Research published in the medical journal Lancet reveals that life-threatening diabetes is becoming an epidemic not only in North America, but in Asia as well. And it appears to be only getting worse.

According to doctors at the Catholic University of Korea in Seoul, 194 million Asians were diabetic in 2003, a statistic that could soar to 330 million by the year 2025.

The Lancet research suggests Asians are developing diabetes at a younger age and at lower weight; they suffer longer with complications; and the also die earlier than people in developed countries. This onset of adult diabetes in increasingly younger populations will negatively affect Asian countries economically, as a result of higher health costs and mortality rates.

And while nearly one million people die from diabetes-related heart disease and stroke each year worldwide, another study in the Lancet also reveals that pre-diabetic conditions can be equally deadly. A Harvard School of Public Health team has found that elevated blood sugar below the diabetes threshold kills more than two times as many people every year as diabetes does — specifically, 2.2 million people, with 84% of these living in developing countries.

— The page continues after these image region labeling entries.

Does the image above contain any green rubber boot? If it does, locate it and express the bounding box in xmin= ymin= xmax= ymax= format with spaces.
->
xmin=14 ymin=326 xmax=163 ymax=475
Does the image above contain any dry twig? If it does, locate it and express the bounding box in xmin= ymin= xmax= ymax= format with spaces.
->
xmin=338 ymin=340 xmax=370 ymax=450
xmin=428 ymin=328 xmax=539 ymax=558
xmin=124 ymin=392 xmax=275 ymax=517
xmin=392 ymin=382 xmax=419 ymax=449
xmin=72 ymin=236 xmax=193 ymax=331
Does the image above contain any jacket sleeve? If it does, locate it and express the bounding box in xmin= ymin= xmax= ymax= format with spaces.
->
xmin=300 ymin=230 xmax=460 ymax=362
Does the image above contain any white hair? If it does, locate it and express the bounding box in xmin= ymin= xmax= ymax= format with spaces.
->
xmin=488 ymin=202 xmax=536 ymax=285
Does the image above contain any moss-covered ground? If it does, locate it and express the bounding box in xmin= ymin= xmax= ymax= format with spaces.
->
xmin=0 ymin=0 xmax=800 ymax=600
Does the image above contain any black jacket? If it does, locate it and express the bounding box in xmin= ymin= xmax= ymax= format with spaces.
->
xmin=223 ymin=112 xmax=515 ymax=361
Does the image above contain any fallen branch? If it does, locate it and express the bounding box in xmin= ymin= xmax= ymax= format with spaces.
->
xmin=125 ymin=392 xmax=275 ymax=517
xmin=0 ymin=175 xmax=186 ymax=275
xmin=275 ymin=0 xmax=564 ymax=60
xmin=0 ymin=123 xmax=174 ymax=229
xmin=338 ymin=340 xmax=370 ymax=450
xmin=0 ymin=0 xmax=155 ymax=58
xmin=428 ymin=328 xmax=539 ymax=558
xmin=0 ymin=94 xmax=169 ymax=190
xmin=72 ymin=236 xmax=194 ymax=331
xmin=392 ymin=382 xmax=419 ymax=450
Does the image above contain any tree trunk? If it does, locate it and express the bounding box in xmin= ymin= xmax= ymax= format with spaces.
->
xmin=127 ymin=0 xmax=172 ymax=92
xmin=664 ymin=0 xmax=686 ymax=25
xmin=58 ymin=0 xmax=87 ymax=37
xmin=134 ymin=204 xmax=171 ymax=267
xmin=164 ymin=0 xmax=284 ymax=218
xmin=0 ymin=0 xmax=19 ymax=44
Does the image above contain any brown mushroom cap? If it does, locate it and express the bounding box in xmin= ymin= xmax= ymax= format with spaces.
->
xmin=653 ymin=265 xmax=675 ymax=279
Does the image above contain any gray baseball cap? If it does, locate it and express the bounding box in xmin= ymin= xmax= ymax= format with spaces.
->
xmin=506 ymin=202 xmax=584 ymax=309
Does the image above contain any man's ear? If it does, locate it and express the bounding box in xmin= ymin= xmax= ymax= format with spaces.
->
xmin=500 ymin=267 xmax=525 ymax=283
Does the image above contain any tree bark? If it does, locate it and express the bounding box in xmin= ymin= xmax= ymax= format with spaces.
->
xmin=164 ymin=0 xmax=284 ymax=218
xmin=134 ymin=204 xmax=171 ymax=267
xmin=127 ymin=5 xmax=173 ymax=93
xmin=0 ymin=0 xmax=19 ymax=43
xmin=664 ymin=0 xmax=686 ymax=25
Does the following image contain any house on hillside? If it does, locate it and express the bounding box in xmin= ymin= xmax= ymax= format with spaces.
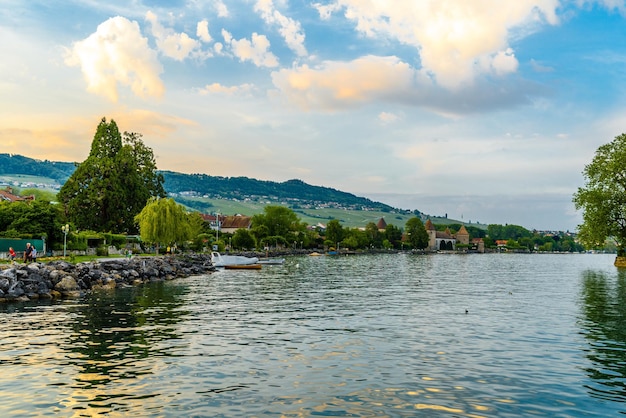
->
xmin=424 ymin=219 xmax=470 ymax=251
xmin=220 ymin=215 xmax=252 ymax=234
xmin=0 ymin=187 xmax=35 ymax=202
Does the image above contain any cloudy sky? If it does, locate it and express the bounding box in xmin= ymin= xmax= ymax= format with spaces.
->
xmin=0 ymin=0 xmax=626 ymax=231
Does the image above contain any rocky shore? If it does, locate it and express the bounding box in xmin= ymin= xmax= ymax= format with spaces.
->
xmin=0 ymin=254 xmax=215 ymax=303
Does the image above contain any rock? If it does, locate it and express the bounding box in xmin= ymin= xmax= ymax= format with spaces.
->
xmin=0 ymin=254 xmax=215 ymax=303
xmin=54 ymin=276 xmax=79 ymax=293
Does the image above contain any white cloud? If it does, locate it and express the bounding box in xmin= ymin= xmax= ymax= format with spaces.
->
xmin=200 ymin=83 xmax=254 ymax=96
xmin=146 ymin=12 xmax=201 ymax=61
xmin=254 ymin=0 xmax=307 ymax=57
xmin=378 ymin=112 xmax=400 ymax=125
xmin=196 ymin=20 xmax=213 ymax=42
xmin=65 ymin=16 xmax=164 ymax=101
xmin=316 ymin=0 xmax=559 ymax=89
xmin=272 ymin=56 xmax=416 ymax=109
xmin=222 ymin=30 xmax=278 ymax=67
xmin=312 ymin=3 xmax=341 ymax=20
xmin=214 ymin=0 xmax=229 ymax=17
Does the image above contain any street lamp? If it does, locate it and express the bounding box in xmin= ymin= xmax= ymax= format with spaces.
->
xmin=61 ymin=224 xmax=70 ymax=258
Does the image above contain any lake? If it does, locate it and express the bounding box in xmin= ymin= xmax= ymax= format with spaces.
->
xmin=0 ymin=254 xmax=626 ymax=417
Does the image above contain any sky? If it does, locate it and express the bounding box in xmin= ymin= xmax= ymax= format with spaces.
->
xmin=0 ymin=0 xmax=626 ymax=232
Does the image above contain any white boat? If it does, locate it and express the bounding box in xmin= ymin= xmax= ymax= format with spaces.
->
xmin=259 ymin=258 xmax=285 ymax=264
xmin=211 ymin=251 xmax=259 ymax=267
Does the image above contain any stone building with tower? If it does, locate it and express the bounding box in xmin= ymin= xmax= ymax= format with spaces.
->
xmin=424 ymin=219 xmax=469 ymax=251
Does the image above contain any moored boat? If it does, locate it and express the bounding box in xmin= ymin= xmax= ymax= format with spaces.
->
xmin=211 ymin=251 xmax=259 ymax=267
xmin=259 ymin=258 xmax=285 ymax=265
xmin=224 ymin=264 xmax=262 ymax=270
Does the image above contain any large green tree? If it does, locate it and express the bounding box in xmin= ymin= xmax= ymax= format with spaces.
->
xmin=58 ymin=118 xmax=165 ymax=232
xmin=573 ymin=134 xmax=626 ymax=257
xmin=135 ymin=197 xmax=193 ymax=253
xmin=404 ymin=217 xmax=428 ymax=250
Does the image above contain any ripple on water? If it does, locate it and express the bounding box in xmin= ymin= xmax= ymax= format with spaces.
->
xmin=0 ymin=254 xmax=626 ymax=417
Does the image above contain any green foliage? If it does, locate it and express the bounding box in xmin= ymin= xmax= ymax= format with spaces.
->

“Of these 2.2 million, many of them are not called diabetics,” says researcher Majid Ezzati, who led the Harvard study. “They are people who could have benefited from lowering their blood glucose, but they are not at the threshold that we call disease.”

When the total annual deaths from high blood sugar, including diabetes, are tallied together, the sum is over three million. Ezzati puts this number into perspective, by comparing it to the nearly five million deaths each year related to smoking, and the four million due to high blood cholesterol.

Some More Asian Diabetes Stats…

According to the IDF’s 2003 statistics, the top 5 countries with the largest number of diabetics were:

  1. India - 35.5 million
  2. China - 23.8 million
  3. USA - 16.0 million
  4. Russia - 9.7 million
  5. Japan - 6.7 million

Some Asian Diabetes Facts

Doctors and medical professionals who work with Asians are becoming alarmed by the dramatic rise in diabetes cases in that demographic group.

The World Health Organization and the International Diabetes Federation predict that the number of diabetics in Asia could increase to 160 million by the year 2025.

This rise in diabetes among Asians has prompted the Joslin Diabetes Center in Boston, working with the Harvard Medical School, begun an initiative called the Asian Diabetes Initiative. Through this, they hope to improve awareness and management of diabetes among Asian Americans.